The return address stack is a separate predictor used specifically for predicting returns. It operates similar to the process stack in that it pushes and pops return address for function calls onto the stack. The primary difference between a process stack and the RAS is that the RAS is a very small hardware structure designed to make a prediction very quickly.
So what happens when the RAS is full and we continue to call into more functions? We have two options:
- Don't push any more return pointers into the RAS
- Wrap around and overwrite RAS entries
So, is it better to wrap around and overwrite RAS entries? The results of a quiz from the class provides the justification for why it's better to wrap around and overwrite RAS entries. In the provided justification below, we demonstrate with a high-level diagram that if we don't push new entries into the RAS when it's full, all we're doing is saving ourselves from mis-predicting older functions calls for functions that aren't getting called often.
In contrast, if we wrap around the entries in the RAS, we're more effectively using the entires we have in the RAS to correctly predict immediate function call returns that are more likely to happen more often.
So how do we know the instruction is a ret
?
Right, we can't push and pop values to/from the RAS without knowing if the
instruction is actually a ret
, and we only learn what the instruction is if
we fetch and decode.

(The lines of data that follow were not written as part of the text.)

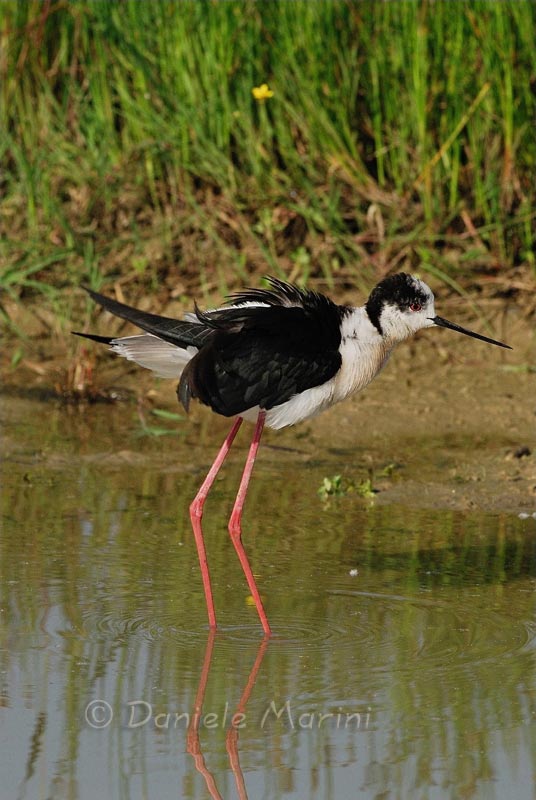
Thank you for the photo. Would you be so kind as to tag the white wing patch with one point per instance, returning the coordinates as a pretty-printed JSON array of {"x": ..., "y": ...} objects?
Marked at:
[{"x": 165, "y": 359}]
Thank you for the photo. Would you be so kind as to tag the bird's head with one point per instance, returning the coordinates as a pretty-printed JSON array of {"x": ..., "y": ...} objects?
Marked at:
[{"x": 401, "y": 305}]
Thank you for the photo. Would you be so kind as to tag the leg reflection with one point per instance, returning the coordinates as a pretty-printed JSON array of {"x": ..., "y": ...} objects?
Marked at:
[{"x": 193, "y": 741}]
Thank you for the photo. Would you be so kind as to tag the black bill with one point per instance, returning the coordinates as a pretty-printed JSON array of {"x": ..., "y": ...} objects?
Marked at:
[{"x": 444, "y": 323}]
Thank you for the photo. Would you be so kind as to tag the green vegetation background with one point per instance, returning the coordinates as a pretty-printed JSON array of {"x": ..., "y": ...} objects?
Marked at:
[{"x": 399, "y": 135}]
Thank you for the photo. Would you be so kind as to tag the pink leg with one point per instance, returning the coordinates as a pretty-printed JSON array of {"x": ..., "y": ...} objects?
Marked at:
[
  {"x": 196, "y": 515},
  {"x": 235, "y": 526}
]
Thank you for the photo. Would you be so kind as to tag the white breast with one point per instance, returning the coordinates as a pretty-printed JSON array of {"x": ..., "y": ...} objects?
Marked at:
[{"x": 363, "y": 353}]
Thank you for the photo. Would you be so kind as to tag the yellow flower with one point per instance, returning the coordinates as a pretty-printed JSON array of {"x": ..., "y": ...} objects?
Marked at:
[{"x": 262, "y": 92}]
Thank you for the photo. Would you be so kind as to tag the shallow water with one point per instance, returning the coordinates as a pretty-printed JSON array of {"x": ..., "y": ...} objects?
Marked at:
[{"x": 404, "y": 649}]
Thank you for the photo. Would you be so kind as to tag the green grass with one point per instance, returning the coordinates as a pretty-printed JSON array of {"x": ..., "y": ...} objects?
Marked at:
[{"x": 134, "y": 150}]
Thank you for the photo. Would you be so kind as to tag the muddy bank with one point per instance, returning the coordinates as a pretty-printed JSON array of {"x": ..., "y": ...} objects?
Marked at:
[{"x": 449, "y": 423}]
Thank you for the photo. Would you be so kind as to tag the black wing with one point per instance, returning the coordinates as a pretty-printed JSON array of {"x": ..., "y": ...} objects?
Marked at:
[
  {"x": 264, "y": 355},
  {"x": 178, "y": 332}
]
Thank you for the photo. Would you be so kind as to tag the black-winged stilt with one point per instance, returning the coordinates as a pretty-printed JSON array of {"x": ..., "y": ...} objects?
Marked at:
[{"x": 273, "y": 356}]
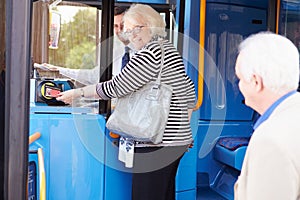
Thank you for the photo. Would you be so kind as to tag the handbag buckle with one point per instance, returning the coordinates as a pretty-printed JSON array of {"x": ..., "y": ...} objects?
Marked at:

Two methods exist:
- We can use a predictor to determine if the program counter contains a
ret
. Once the program counter is seen, we now know this program counter contains an instruction that is aret
and we can then push the value onto the RAS. - We can use pre-decoding!
- The processor contains a cache that stores instructions that have been fetched from memory. The processor fetches instructions from the cache unless the processor incurs a cache miss - then the process will access memory to acquire the next instruction.
- Pre-decoding is a process in which we access memory to acquire the next
instruction, and as we acquire the next instruction we decode a little bit of it
to determine if it's a
ret
instruction. If it is, we store this information with the instruction in the cache.